Embedding Intelligence
In a way, this is the second part of a piece on non-reporting tool BI.
Consider a customer contact centre - historically the realm of CRM applications. Customers interact with agents by voice telephony, text messaging, email, web portals, in writing, and there may even be face-to-face contact as in store or banks. Much of this communication is instigated by the customer but some is the result of call centre agents making contact. Integration of IP telephony, document management and plain old CRM (if it was ever plain) into a single system is achievable and gives many advantages (especially in these days of SOx compliance)
But just bringing back the customer's details or recent interaction history is a standard CRM feature so where does embed BI fit into the picture and how is it achieved?
One obvious and non-invasive way is to build reporting dashboards over the whole customer interaction application stack. Marketing managers can asses the effectiveness of campaigns, operation managers can monitor call centre agent throughput; in fact almost any performance metric can be captured and displayed - the art here is the choice of metrics and techniques needed to find the right data.

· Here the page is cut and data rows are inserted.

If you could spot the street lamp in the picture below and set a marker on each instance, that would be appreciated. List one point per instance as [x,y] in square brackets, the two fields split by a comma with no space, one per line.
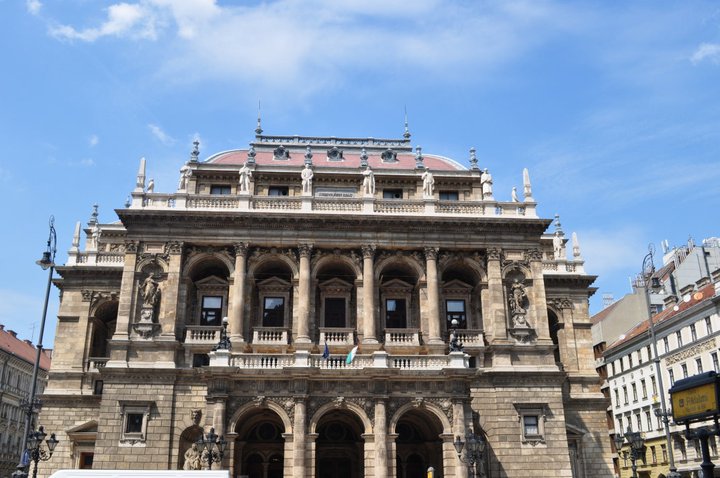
[32,404]
[473,452]
[212,448]
[648,270]
[637,446]
[35,450]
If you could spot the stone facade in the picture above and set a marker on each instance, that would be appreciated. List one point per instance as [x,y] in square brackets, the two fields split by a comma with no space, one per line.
[366,252]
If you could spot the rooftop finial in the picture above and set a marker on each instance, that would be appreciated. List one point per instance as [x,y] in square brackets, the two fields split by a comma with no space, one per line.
[195,153]
[527,189]
[258,130]
[473,160]
[93,216]
[406,134]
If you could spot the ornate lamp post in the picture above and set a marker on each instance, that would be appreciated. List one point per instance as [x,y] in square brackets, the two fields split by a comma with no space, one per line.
[648,270]
[212,448]
[637,446]
[473,453]
[32,404]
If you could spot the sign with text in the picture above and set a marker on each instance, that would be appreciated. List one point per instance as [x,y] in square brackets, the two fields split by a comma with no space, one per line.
[695,398]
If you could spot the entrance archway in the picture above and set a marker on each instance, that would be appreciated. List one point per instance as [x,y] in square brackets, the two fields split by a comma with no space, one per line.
[339,446]
[418,445]
[260,445]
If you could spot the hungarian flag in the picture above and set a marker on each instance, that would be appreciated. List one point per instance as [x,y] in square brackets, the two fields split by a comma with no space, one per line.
[351,355]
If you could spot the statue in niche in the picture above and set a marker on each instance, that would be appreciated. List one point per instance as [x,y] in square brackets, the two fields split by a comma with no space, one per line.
[518,304]
[428,183]
[192,458]
[307,175]
[368,182]
[244,182]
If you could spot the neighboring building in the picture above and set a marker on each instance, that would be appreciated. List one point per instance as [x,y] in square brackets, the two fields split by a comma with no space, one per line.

The less obvious technique is to embed intelligence services into the CRM workflow. These services either alert agents to particular conditions such as "be extra nice, this is an important customer" or, perhaps more sophisticatedly, change the workflow for a case based on a set of BI derived attributes. Here the trick is use fast metrics (or suitable aggregates) that provide some sort of predictive measure about a customer. For example the simplistic value of a customer might be their spend in the year, but at a more sophisticated level we would want to take in to account the cost of servicing that customer over the year (man hours spent by contact centre staff?) or we might want to rank them in some form of peer group.